Here are the skills that were mentioned most often:
- Collaboration: In the modern workplace, almost everything we do requires us to work with other people. But traditional assessments almost always require you to work alone, and it’s hard to imagine how you could prove that you have collaboration skills when you’re working by yourself. Games can fill in this gap by providing multiplayer challenges that require cooperation.
- Critical Thinking: The ability to draw sound conclusions, identify assumptions, and spot alternatives has never been more important. Traditional assessments can measure these skills, but game-based assessment can feel more realistic, nuanced, and dynamic.
- Communication: Any time you’re working with other people, you need communication skills, and breakdowns in communication are potentially disastrous. Traditional assessments are usually pretty good at determining whether you comprehend something, but they’re less effective at gauging whether you have expressed yourself clearly. In games, however, communication can be built into the experience, and rich scenarios can even give you the chance to demonstrate multicultural communication skills, another key competency in a changing world.
- Application of Content Knowledge: Having information is always important, and traditional assessments are pretty good at measuring that. But it’s also important to use knowledge to make good decisions, and games can provide realistic environments that simulate the real world. Plus, if you make a bad decision in a game, the consequences are usually not as bad as they are when you make the same mistake in real life.
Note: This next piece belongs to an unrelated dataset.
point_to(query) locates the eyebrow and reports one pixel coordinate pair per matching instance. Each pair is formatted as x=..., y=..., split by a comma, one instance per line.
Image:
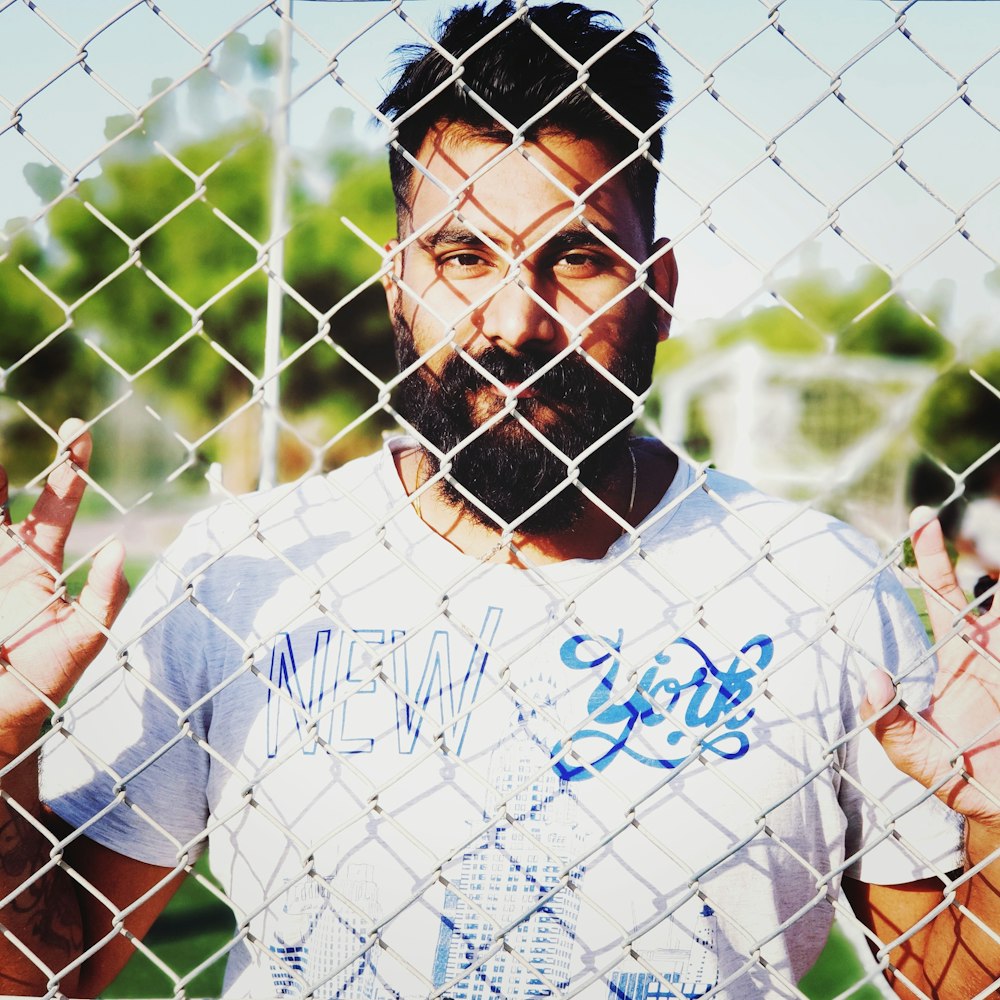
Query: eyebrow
x=575, y=233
Other skills that earned multiple mentions included creativity, innovation, strategic thinking, and ethical reasoning. The trend seems clear: our attendees were looking for help with higher order skills, especially those that depend on realistic and complex scenarios, working with other people, and using information to make better decisions.
These answers were revealing in more than one way. For starters, their answers told us something about what people would like games to do. But they also told us something about what’s missing in traditional assessments. After all, if people were 100% satisfied with the approaches they’ve been using for years, why would they change? But of course they’re not satisfied, because traditional assessments are hard-pressed to measure many of the higher-order thinking skills that are in great demand today. Game-based assessment has a role to play here, potentially providing better measurement as it also enhances learner engagement.